SynthFM: Training Modality-agnostic Foundation Models for Medical Image Segmentation without Real Medical Data
This addresses the costly and expertise-limited annotation of medical images for segmentation, though it is incremental as it builds on existing foundation models like SAM.
The paper tackled the problem of adapting foundation models for medical image segmentation without real annotated data by proposing SynthFM, a synthetic data generation framework, and achieved superior results compared to zero-shot baselines like SAM and MedSAM across 11 anatomical structures in 9 datasets.

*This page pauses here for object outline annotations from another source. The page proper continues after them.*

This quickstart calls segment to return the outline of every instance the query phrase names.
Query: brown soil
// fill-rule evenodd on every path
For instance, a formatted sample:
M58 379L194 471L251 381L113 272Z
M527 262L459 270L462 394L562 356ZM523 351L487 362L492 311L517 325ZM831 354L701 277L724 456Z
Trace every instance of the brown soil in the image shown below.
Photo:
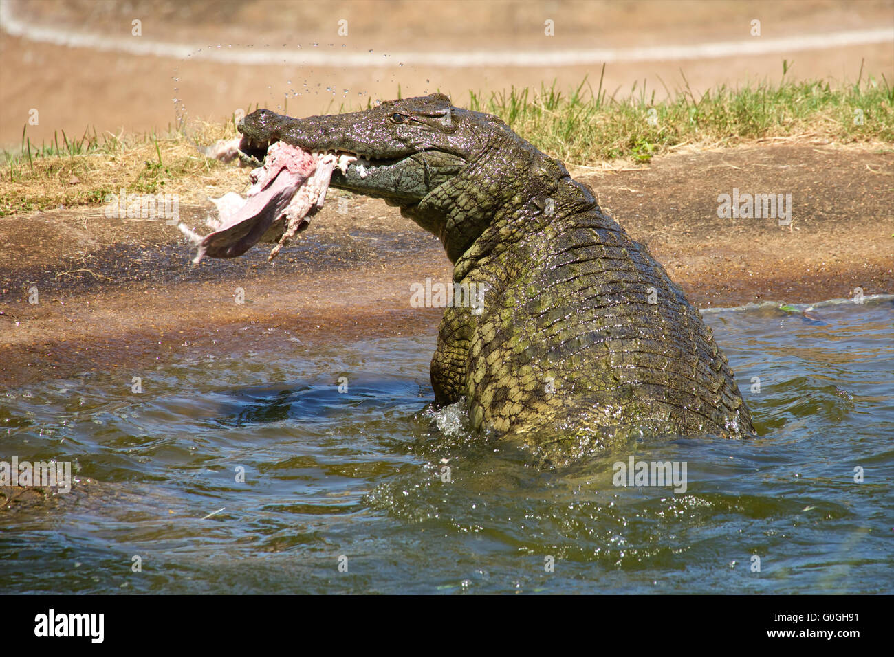
M39 122L29 125L32 145L52 142L62 131L80 138L85 128L142 133L164 131L175 122L173 98L186 107L188 118L212 122L238 109L259 103L271 109L288 100L296 116L331 114L339 105L366 105L367 98L392 98L435 90L465 105L469 89L486 95L516 87L549 86L553 80L563 92L588 76L594 88L602 66L401 65L388 53L401 51L563 50L629 48L738 41L753 38L751 21L761 21L764 39L844 29L878 28L894 23L890 0L829 2L824 0L639 0L512 3L405 0L370 2L284 3L276 0L97 0L13 2L15 15L32 25L95 35L94 43L131 38L131 21L142 21L142 38L152 41L223 47L251 45L275 51L317 48L329 53L381 53L381 67L238 65L176 57L108 53L0 36L0 147L18 148L30 112ZM349 21L349 36L340 38L337 21ZM554 36L544 35L544 21L554 21ZM343 46L343 48L342 48ZM831 78L855 81L881 74L891 79L894 50L874 44L822 50L661 62L610 63L603 80L608 94L636 94L643 84L664 97L670 89L689 85L698 96L716 85L738 86L747 80L778 80L782 61L793 67L787 80ZM685 80L683 77L685 74ZM173 79L178 79L174 80ZM307 85L305 87L304 85ZM326 91L332 88L334 91ZM345 93L347 90L347 93ZM586 88L585 88L586 90ZM332 105L330 106L330 104Z
M755 144L574 173L696 306L894 291L890 148ZM791 230L719 219L717 196L733 188L790 193ZM269 265L258 246L194 267L176 228L95 208L0 219L0 386L117 368L129 384L132 367L192 350L275 349L285 330L306 344L434 335L441 311L410 307L409 285L450 280L440 242L381 201L349 198L347 214L331 199ZM208 207L181 216L198 225Z

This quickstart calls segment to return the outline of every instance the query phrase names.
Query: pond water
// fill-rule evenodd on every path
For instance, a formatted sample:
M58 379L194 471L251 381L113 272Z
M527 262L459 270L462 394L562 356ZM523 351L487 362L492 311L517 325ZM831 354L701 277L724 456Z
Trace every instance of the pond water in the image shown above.
M428 409L434 335L6 391L0 460L97 483L0 516L0 592L894 593L894 299L796 308L704 314L760 437L561 469Z

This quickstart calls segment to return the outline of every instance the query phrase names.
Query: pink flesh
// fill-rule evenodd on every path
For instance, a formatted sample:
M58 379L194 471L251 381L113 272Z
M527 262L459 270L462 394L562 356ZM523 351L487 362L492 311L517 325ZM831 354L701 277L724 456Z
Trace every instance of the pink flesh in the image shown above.
M273 144L264 166L251 172L254 184L245 204L235 212L230 208L232 214L222 207L220 219L209 220L214 232L201 237L181 224L197 247L193 262L205 256L236 257L262 239L278 240L287 230L291 237L306 227L304 217L323 205L333 168L328 164L318 166L318 159L284 142Z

Foundation models like the Segment Anything Model (SAM) excel in zero-shot segmentation for natural images but struggle with medical image segmentation due to differences in texture, contrast, and noise. Annotating medical images is costly and requires domain expertise, limiting large-scale annotated data availability. To address this, we propose SynthFM, a synthetic data generation framework that mimics the complexities of medical images, enabling foundation models to adapt without real medical data. Using SAM's pretrained encoder and training the decoder from scratch on SynthFM's dataset, we evaluated our method on 11 anatomical structures across 9 datasets (CT, MRI, and Ultrasound). SynthFM outperformed zero-shot baselines like SAM and MedSAM, achieving superior results under different prompt settings and on out-of-distribution datasets.